John M. Harris, setting the agenda from his redoubt in Hoosier Country, gets results. I’ve written previously in this space that we right-wing reactionaries and other dissidents should co-opt “postmodern theory” to bolster our critique of the neo-liberal capitalist regime. Now lesser minds have glommed onto the idea and are parroting it with gusto. I should get royalties.
Here’s The New York Times’ snuffler Ross Douthat discussing how right-wing thinkers could enlist Foucault in an intellectual assault on the corrupt regime that oppresses us. Here’s Geoff Shullenberger, an academic, writing with a similar message, noting how contemporary mechanisms of discipline and power are exactly the sorts of things on which a Foucauldian critique could do some serious damage. Shullenberger also notes the irony that the people in the contemporary ruling class are precisely the sorts of people who fancy themselves acolytes of Foucault, having rubbed up against his ideas, however superficially, while pursuing their semi-educations at universities of one level of prestige or another. In other words, enlisting Foucault in an effort to destroy their world would be funny.
It was long the complaint of old-style economic leftists, Marxists and such, that “postmodernism” was a reactionary thing, an ideologically empty tool for the corrosion of systems of power. Now that the dominant systems of power are culturally (though not at all economically) leftist, that’s precisely what we reactionaries should like about it.
A high-security office in Minsk. Chiseled male faces, the eyes in them alive with intelligence, monitor computer screens. There’s an atmosphere of high tension—but also the sense that we are in the presence of competence, alloyed to an exquisite sense of duty and, yes, morality. The tension intensifies. Then—boom—something changes.
“It is time, comrades,” says the one with colonel stripes on his tunic. “Let’s pull the trigger.”
And it begins. Cut to a scene of aerial derring-do as fighter planes of the glorious Air Force of the Republic of Belarus scramble to intercept the Ryanair jet on which Roman Protasevich, the pro-Nazi Belarusian political blogger, sexual deviant, and traitor to his own country and to the Russian World, is headed to Vilnius for a clandestine meeting with his CIA/Mossad handlers.
It takes steady hands for an escort of military planes to divert a Vilnius-bound jetliner to Minsk and force it to land. But the airmen in the fighter planes are up to the job.

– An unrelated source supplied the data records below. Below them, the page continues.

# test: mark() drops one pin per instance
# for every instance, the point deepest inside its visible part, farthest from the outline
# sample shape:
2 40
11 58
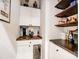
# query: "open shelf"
68 12
67 24
63 4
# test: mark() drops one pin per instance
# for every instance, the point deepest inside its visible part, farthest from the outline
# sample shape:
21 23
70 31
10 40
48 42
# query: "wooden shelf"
63 4
68 24
68 12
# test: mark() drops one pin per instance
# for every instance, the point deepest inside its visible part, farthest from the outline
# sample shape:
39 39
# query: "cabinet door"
51 51
56 52
38 41
63 54
24 51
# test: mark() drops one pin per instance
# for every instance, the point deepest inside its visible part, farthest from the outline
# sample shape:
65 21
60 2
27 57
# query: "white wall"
29 16
48 22
9 33
31 2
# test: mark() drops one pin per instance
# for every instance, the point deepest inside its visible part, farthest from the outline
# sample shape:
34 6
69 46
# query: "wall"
31 3
29 16
48 22
9 33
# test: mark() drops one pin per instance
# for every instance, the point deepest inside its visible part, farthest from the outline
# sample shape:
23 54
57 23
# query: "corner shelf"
63 4
68 24
68 12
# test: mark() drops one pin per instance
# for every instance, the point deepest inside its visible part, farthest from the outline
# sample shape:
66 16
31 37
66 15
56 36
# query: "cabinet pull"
57 50
30 42
29 45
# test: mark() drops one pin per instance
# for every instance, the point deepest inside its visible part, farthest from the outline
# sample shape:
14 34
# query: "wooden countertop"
28 38
65 44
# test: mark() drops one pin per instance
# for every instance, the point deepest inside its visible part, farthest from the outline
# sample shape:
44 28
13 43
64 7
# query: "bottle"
71 39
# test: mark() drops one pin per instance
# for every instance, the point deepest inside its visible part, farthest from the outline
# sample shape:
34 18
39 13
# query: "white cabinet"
55 52
29 16
25 48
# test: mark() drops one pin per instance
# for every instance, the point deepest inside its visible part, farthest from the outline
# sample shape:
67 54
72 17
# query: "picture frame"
31 3
5 10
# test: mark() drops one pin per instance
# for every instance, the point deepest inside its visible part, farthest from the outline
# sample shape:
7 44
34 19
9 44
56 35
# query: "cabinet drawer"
36 42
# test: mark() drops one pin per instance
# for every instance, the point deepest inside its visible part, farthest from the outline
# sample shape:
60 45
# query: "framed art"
5 10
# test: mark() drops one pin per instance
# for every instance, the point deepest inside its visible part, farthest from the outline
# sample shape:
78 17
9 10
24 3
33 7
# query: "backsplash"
35 30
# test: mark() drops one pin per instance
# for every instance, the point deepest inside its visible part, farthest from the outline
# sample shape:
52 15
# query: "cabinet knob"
57 50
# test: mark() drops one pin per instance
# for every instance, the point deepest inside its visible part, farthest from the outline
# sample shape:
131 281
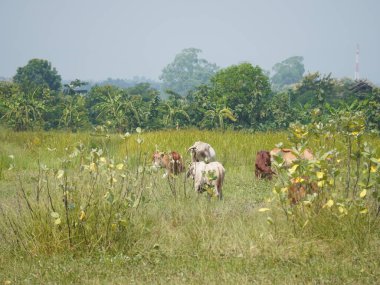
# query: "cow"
263 165
207 175
201 151
300 187
288 155
171 162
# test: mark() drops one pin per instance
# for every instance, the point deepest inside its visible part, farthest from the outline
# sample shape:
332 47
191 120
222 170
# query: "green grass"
187 240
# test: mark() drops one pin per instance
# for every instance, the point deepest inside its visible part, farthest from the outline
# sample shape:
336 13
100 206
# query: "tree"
187 71
216 116
23 111
315 90
242 88
37 74
288 72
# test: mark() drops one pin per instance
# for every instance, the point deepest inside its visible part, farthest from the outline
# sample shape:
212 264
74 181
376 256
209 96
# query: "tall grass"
98 222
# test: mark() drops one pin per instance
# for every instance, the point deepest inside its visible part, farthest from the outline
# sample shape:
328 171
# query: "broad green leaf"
60 173
293 168
329 204
320 175
364 211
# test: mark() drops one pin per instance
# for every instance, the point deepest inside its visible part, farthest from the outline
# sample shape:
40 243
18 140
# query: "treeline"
196 94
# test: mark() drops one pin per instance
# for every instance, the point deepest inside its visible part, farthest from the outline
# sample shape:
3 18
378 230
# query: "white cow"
207 175
201 151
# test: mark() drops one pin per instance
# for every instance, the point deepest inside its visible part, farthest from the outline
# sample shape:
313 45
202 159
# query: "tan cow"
171 162
201 151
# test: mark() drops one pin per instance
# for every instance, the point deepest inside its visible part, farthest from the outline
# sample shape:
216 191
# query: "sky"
100 39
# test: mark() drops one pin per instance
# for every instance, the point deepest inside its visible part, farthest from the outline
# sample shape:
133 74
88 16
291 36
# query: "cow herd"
208 174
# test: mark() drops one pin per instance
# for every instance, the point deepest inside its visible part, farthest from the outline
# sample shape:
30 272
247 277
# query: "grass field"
126 225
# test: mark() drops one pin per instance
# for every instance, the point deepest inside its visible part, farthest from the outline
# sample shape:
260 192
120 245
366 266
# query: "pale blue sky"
97 39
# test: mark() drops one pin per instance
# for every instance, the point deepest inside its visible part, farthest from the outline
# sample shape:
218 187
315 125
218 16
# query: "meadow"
87 208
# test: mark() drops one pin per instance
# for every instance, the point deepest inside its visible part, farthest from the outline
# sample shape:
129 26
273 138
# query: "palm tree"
24 111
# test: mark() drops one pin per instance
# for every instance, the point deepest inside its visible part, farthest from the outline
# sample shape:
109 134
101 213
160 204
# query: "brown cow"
171 162
263 165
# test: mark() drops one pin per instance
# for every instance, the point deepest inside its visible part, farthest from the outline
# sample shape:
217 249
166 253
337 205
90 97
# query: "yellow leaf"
264 209
329 204
320 183
320 175
92 166
284 189
298 180
82 215
270 221
60 173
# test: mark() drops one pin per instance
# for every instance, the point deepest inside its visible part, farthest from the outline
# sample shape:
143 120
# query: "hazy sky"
98 39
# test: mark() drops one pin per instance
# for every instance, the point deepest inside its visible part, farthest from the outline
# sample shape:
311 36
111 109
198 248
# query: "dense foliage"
195 94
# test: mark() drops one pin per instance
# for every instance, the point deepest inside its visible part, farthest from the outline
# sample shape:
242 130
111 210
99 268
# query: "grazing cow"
263 165
288 155
207 175
171 162
201 151
300 187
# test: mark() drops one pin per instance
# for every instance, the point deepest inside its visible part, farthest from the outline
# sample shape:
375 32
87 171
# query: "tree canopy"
187 71
288 72
38 73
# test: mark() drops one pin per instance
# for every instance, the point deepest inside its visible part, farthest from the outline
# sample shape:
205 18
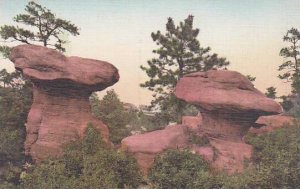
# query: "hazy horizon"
248 33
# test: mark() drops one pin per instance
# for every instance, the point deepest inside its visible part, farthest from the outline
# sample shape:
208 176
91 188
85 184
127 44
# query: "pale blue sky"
248 32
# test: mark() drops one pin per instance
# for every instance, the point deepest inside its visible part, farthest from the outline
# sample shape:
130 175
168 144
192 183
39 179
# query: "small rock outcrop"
228 102
265 124
229 106
62 85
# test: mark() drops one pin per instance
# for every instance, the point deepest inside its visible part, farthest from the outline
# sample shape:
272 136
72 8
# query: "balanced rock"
229 105
228 102
145 147
265 124
62 85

As the plane slows to a stop on the tarmac, a joint team of brave Belarus and Russian Federation secret policemen storm the flying machine, securing it. Trapped, the fascist/liberal provocateur Protasevich swiftly submits to custody. Perhaps he even knows that he’s wrong. The human conscience is a powerful thing.
How cinematic! But of course the moral pygmies of Hollywood wouldn’t touch the glorious saga of last week’s diversion of Ryanair FR4978 and the subsequent arrest of the Western lackey Protasevich with an eight-foot pole. It remains to the Russian film industry to make a fine drama out of this event.
Nor should the production shrink from a depiction of the righteous torture employed against Protasevich by the Belarusian agents and their admirable Great Russian mentors. The cattle prods shoved up the rectum, the spirited play with testicles, the improvisations with the razor and the battery acid and the cudgel—the film must show us this. There’s no true art without a moral message and in this case that message is this: fascist treason must be shown not to pay.
It hardly needs saying that behind the bold, decisive, even heroic figure that Belarus’ President Lukashenko cut in this affair stands Vladimir Vladimirovich Putin—gray eminence par excellence, In-gatherer of Russian Lands, a resurgent Russian Empire’s tsar, if he wants the post. Glory to Vladimir Vladimirovich, Father of All The Russias, Protector of the Lands of Rus’—Our Great Contemporary!
Memorial Day, the Americanist jingo excrescence, is upon us. The weather promises to be cold and dismal all weekend in our part of Indiana, meaning that I’ll leave the farm work to Mother and stay indoors, the better to stave off a resurgence of my rheumatism.
On the reading list: New York Post staffer Sohrab Ahmari’s The Unbroken Thread: Discovering the Wisdom of Tradition in an Age of Chaos, which I was sent as a gift. I’m skeptical that I’ll find much to like in this middle-brow production, but I’ve been surprised before.